All I could say is, would you be taking the piss out of me, or what?
Can we detect S8472 ships - Nope
Can we use a tractor beam on it - Nope
Can we detect S8472 pilots - Nope
Can scan S8472 ships or pilots - Nope
Can we beam up our crew around S8472 - Nope
Can we assimilate them - Nope
Do Borg torpedoes work against them - Nope
Sure. A couple or handful of torpedoes didn't destroy a bioship. Therefore, no amount of Borg torpedoes can hurt them. You know as well as I, that's practically THE definition of a No-Limits Fallacy.
The direct statement from the Borg makes it abundantly clear they were getting shafted, 312 vessels disabled and 8 planets destroyed. We get a first hand look at how quickly it takes for them to destroy a planet. Based on the performance of S8472 on screen that Borg quote could be referencing just a SINGLE battle.
I was tempted to agree, but I doubt the Borg would have eight habitable planets in one system; thus, I figure we're probably looking at a couple or few engagements. (All we know for sure is that shit went down in Matrix 010, Grid 19. Sometimes Grid numbers do seem to refer to single systems, like Species 10026 at Grid 532. We have heard more precise units, such as Species 6339's origin -- Grid 124, Octant 22 Theta.)
In any case, you are certainly on the right track. That sit-rep was certainly not about the Collective's cumulative losses; Seven states that the Eights destroyed
hundreds of Borg planets in "Prey."
Spread out over five months of fighting ... hmm. I'm not yet sure what to make of that. They can blow up a planet in less than a minute. If we assume they destroyed 500 planets, they had almost 13 million minutes to do so. At that rate, they averaged one planet per 26,000 minutes, equal to 433 hours or ~18 days if my math's correct. Subjectively, that seems a little slow to me for someone meeting next to no resistance
Since folks are splitting hairs finer than since Bill Clinton argued about the meaning of "is," I leave you with this bit of semantics:
Prey wrote:
CHAKOTAY: Six months ago, this species invaded our galaxy with thousands of ships. We were barely able to fight them off.
JANEWAY: Your prey could indicate another invasion. If it does, we're all in trouble. How many ships have you seen?
ALPHA: Only one. Damaged. We tracked it across fifty light-years. We thought that we had killed the creature but this prey is unlike any other. It has many lives. Lower the force field and I will finish the hunt.
SEVEN: Your attempt to destroy it will fail. Species 8472 is highly resistant to all technology.
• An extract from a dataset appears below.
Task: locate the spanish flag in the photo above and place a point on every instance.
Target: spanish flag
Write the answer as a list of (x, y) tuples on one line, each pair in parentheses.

All but one. Borg nanoprobes.
Highly resistant, not invulnerable. Also note that, FWIW, the bioship was already damaged when Tony Todd first encountered it.
The TL;DR version is simple enough: a bioship was damaged badly enough by the Borg that it couldn't go home. The
Voyager, a practical joke next to the might of a bioship,
could open a conduit to Fluidic Space. That tells me the Borg DID inflict severe damage on that bioship. Whether it was dealt by some monster-cube we've never seen or multiple ships is open to speculation.